00:32:03.500 Now, let’s see if this setup works in real-time! Because the track was slightly bumped during setup, we'll fine-tune the position to ensure alignment.

00:32:24.330 This is the demo where we can visually check if the augmented reality setup works. So essentially, as cars are flicked, the system should track their movement accurately.

00:32:45.210 The system should grab hold of car locations and provide live feedback on their status while interacting in real-time game scenarios, allowing a smooth gaming experience.

00:33:08.400 Every time a car goes off track, the UI should respond painting an overlay or question mark to indicate where it was last seen. This clearly shows the accurate feedback for players.

00:34:09.300 To summarize, once you explore the features and toolsets of Vue.js and Action Cable, you'll find incredible versatility in creating dynamic interactive projects with reactive elements, whether it's games or any real-time application.
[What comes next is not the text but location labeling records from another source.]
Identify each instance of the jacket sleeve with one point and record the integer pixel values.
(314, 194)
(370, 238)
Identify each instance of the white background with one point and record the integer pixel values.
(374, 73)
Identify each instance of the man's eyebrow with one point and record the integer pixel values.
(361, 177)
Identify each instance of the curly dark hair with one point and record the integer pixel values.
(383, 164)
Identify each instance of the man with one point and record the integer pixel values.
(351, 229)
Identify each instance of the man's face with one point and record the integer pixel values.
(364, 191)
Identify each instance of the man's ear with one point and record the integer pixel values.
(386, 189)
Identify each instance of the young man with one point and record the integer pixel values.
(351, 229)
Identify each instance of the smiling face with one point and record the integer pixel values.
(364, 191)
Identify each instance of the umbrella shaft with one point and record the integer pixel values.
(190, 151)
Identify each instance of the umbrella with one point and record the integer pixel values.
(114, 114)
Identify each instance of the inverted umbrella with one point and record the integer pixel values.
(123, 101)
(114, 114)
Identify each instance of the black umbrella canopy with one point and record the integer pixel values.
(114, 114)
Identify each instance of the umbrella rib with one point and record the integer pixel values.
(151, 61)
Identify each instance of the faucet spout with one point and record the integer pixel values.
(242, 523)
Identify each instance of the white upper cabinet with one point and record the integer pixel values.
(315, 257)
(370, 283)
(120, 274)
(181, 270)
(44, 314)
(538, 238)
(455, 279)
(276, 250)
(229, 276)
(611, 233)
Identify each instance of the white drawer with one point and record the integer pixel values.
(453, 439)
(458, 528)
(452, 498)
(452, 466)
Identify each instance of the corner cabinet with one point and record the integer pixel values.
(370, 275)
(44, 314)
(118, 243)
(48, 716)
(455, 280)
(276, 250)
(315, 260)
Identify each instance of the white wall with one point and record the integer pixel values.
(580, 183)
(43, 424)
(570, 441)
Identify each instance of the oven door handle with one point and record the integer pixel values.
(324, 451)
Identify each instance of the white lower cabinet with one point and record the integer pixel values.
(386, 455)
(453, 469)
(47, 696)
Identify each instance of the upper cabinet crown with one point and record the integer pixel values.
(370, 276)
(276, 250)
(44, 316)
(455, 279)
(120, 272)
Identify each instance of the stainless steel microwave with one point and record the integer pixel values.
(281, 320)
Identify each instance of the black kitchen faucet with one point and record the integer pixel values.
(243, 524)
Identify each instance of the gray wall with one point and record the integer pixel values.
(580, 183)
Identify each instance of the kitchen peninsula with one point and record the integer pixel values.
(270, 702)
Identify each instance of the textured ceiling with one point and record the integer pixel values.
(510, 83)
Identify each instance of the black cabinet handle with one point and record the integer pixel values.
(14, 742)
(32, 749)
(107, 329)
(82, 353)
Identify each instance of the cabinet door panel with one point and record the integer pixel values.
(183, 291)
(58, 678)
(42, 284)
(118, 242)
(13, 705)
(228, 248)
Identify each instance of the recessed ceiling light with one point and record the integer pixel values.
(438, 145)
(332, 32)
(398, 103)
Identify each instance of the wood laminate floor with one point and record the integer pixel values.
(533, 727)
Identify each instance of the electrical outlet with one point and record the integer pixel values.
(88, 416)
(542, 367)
00:35:03.500 I think one of the biggest takeaways is the power of using Action Cable to facilitate real-time communication with web components. As we advance into newer frameworks like Rails, a lot more JavaScript will surely define how we create the next generation of reactive applications.

00:35:43.870 The continuous evolution of these technologies means we will see better automations in tracking systems and enhanced visual feedback systems in gameplay, making experiences even smoother.

00:36:53.800 Engaging in projects like these allows us to think creatively about the power of augmented reality and its capacity to revolutionize board games. Thank you all for listening!